Constance Krebs, éditrice
Le Net est paradoxal. Aujourd'hui, tout le monde utilise le Net, pour écrire, cuisiner, téléphoner, acheter, écouter, voir. Mais qui y lit ? C'est comme dans la vie. On sait qu'il existe des librairies, des bibliothèques, mais on les fréquente peu. De même qu'en bibliothèques, ce n'est pas une question d'argent puisqu'en ligne beaucoup d'oeuvres sont en accès libre. Chacun sait-il d'ailleurs que des oeuvres existent en ligne ? Pas si sûr... Au fond, sommes-nous suffisamment curieux ? Les sites sont relayés et transmis par des communautés qui partagent goûts et intérêts, et qui permettent à l'oeuvre de vivre - plus longtemps qu'en librairie.
I. Les sites
On recense dans le monde en 2007 sans doute plusieurs millions de livres en ligne. Quelques centaines de milliers d'entre eux, qu'ils soient classiques ou contemporains, ont leur contenu numérisé. Sur Google et Amazon, bien sûr, mais aussi sur Numilog et Frantext, Le Terrier, Athena, Labyrinthe, ABU, Gallica, Inventaire/Invention, la Bibliothèque électronique de Lisieux, la Maison de Balzac, Hermès-Lavoisier, Deyrolles, Les éditions du Boucher, de l'Eclat, etc. Pendant ce temps le projet Europeana investit pour numériser des ouvrages de la Bibliothèque Nationale de France, ainsi que ceux d'autres bibliothèques européennes - parmi celles qui ne signent pas de contrat d'exclusivité avec le géant américain du référencement.
Des centaines de milliers d'articles se trouvent en ligne grâce au soutien logistique de HAL, de Cairn et d'Erudit, avec La Découverte et Les Presses de Sciences Po notamment, tandis que le CENS, qui émane du CNRS, avance doucement pour des projets adaptés.
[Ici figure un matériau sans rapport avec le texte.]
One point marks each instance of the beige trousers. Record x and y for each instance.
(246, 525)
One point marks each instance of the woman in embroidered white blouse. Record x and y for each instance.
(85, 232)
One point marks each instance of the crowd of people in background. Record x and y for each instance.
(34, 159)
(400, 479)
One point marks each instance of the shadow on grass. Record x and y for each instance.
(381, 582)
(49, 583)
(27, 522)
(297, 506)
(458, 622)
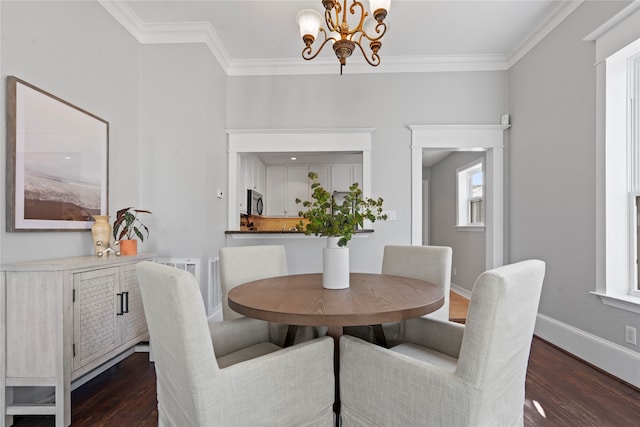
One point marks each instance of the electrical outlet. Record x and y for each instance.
(630, 335)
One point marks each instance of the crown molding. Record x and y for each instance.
(551, 19)
(614, 21)
(203, 32)
(168, 33)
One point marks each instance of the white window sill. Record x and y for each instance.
(470, 228)
(623, 302)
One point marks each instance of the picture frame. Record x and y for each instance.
(57, 162)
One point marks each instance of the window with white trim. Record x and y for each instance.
(622, 147)
(617, 43)
(470, 194)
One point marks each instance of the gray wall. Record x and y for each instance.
(77, 52)
(168, 107)
(552, 172)
(469, 250)
(184, 150)
(385, 102)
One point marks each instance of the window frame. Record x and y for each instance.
(464, 197)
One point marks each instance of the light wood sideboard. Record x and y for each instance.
(61, 319)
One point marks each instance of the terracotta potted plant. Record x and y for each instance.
(127, 227)
(337, 221)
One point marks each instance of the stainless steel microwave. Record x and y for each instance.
(255, 203)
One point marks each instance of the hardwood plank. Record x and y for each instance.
(569, 392)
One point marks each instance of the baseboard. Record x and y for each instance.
(216, 315)
(461, 291)
(612, 358)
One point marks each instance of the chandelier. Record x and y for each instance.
(344, 38)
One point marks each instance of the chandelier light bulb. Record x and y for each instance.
(379, 9)
(344, 39)
(309, 21)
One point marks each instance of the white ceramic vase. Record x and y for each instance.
(335, 265)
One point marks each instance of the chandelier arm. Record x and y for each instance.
(363, 15)
(375, 58)
(307, 50)
(381, 32)
(331, 24)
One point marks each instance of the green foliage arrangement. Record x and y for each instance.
(328, 218)
(132, 227)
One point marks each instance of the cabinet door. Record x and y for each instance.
(341, 177)
(298, 188)
(324, 176)
(242, 189)
(133, 324)
(259, 176)
(94, 315)
(357, 174)
(276, 195)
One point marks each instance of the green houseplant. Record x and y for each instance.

Des revues spécialisées animées par quelques passionnés donnent de la lumière à l'écran. Celles qui traitent d'écritures contemporaines se nomment Inventaire/Invention, Chaoïd, Remue, La Revue des Ressources, Le Matricule des Anges, Fluctuat, Zazieweb... pendant que Revues(.org), Fabula, La Feuille,Le Bulletin des Bibliothèques de France, Livres Hebdo ou Le Bloc-Notes de Jean-Michel Salaün recensent tout ce qui intéressent les chercheurs en lettres, économie, ou édition en fonction de leur discipline.
Quel projet derrière tous ces sites ? Donner à lire, soit. Mais on ne lit pas seulement un texte, on participe à un événement. Celui de la mise en ligne, et de sa mise en abîme. Mais avec quels outils éditer ? La mise en écran est désormais simplifiée, les appareils de lectures existent. Pour ces supports, ainsi que pour le papier, un seul type de fichier permet d'éditer un texte de plusieurs façons sans léser la librairie : XML.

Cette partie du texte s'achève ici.